Обессилел товарищ — несли на руках. Поймали подброшенный хлеб — делили на всех, хотя бы по крохе. Съестное жители сначала раскладывали на дорогах загодя — хлеб и сало, вареный картофель и кукурузу, даже кринки с топленым молоком. Фашисты в ответ стали гнать пленных через села чуть ли не бегом. Но люди и к этому приноровились — стали перебрасывать продукты над головами конвоиров из-за плетней и деревьев, подсылали мальчишек. И были тысячи взглядов, похожих на вспышки костров в непроглядной ночи. Ими наши советские люди, как могли, согревали воинов, попавших в беду.

«Главное все-таки было fie потерять веру в жизнь и ее смысл, — напишет потом Николай. — Первыми, как правило, и погибали те, кто свой личный крах (я имею в виду плен) считал крахом всей жизни. Такие часто сами искали смерть... Конечно, погибнуть мог и любой из нас. На войне, а тем паче в плену, никто от гибели не застрахован. Но нытики, маловеры погибали, как правило, первыми».

Как ни кошмарен был их двухнедельный переход в Кременчуг, но и он несравним с тем, что ожидало пленных в лагере, разбитом под открытым и уже дождливым небом холодного октября.

Пустырь перед заброшенным кирпичным заводом фашисты разгородили колючей проволокой на сорок клеток, и в каждой из них, кроме одной пустовавшей, было по тысяче пленных. Лагерь явно предназначался для их истребления самым дешевым для фашистов путем.

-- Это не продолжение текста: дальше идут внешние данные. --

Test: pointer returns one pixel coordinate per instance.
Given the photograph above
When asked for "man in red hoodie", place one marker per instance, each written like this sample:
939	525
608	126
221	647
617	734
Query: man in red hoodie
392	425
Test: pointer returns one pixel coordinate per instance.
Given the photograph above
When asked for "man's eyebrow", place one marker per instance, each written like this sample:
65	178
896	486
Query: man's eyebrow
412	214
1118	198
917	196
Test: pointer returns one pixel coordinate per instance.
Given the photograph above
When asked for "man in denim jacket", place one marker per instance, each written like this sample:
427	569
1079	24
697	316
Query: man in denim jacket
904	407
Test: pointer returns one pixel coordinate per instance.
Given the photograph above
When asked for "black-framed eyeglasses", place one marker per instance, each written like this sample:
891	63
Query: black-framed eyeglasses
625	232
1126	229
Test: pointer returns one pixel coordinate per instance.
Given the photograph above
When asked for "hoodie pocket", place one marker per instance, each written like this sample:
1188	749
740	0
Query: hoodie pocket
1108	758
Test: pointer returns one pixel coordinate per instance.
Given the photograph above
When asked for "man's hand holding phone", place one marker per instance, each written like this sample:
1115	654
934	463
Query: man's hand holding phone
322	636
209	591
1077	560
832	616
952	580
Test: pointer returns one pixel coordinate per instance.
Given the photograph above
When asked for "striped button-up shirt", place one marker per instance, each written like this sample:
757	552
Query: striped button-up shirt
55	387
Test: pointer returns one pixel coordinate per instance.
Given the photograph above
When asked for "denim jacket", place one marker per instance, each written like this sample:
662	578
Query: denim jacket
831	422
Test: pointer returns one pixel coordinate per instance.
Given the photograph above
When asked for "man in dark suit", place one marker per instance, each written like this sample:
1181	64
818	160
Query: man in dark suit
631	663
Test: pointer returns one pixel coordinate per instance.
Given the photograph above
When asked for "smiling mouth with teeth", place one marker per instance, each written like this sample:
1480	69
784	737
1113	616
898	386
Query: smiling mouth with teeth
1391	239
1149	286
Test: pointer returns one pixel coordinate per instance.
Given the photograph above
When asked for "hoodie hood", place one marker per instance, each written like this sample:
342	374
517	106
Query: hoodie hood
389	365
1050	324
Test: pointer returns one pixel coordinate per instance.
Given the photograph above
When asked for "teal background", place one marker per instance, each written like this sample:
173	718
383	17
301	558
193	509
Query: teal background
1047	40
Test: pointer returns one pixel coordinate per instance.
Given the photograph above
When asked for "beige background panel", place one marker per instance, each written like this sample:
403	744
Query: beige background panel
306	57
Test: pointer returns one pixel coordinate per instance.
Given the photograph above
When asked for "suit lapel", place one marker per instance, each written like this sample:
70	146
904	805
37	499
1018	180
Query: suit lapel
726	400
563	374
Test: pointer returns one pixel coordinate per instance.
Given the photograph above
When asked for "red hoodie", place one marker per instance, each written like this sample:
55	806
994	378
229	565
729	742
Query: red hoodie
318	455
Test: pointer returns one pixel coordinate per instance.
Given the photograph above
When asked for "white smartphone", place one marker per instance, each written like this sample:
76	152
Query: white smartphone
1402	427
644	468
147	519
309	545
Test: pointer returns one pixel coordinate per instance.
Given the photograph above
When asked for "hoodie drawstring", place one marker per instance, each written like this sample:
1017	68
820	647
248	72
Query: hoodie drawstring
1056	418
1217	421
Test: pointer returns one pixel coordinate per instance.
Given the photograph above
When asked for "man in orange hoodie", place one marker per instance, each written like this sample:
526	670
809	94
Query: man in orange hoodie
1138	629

Разве стоила что-нибудь бурда без соли, сваренная из половы или перегнившей пшеницы? Эту бурду фольксдойче — немцы, проживавшие до войны вне Германии, — разливали пленным из двенадцати врытых в землю деревянных бочек. Всего раз в день и всего по одному пол-литровому черпаку, да и то далеко не полному. Кто-то из пленных попытался сказать об этом разливальщику и тут же свалился замертво от удара кастетом по голове: на раздаче «пищи» всегда дежурили и эсэсовцы.

Смерть поджидала если не от голода, то от болезней: косила людей жестокая простуда, дизентерия. Уже появился и: тиф, неотвратимый еще и потому, что даже истертая в труху солома, на которой спали, кишела вшами. И с каждым днем чаще свистели хлысты с пульками на концах, звучали выстрелы.

Вдоль проволоки робко бродили женщины, пришедшие сюда с разных концов Украины в поисках братьев, мужей, отцов. Они выкрикивали имена и фамилии близких, старались что-то о них рассказать. Николай почти не вслушивался в эти женские голоса. Его некому было разыскивать. Но как раз в ту пору, когда он боролся за то, чтобы выжить, этот лагерь не раз обходила худая усталая женщина лет сорока пяти, из последних сил повторяя у каждой клетки одно:

— Литвиненко не видели? Кто встречал Литвиненко Владимира Кононовича? Он из Бобровицы, агроном... Служил в телефонно-кабельной роте... Товарищи! Кто встречал Литвиненко?..

Николай тогда этой женщины не заметил. Да и помочь бы ей не сумел: с бобровицким агрономом судьба Печенкина не сводила. Но с самой Натальей Александровной Литвиненко она сведет его совсем скоро.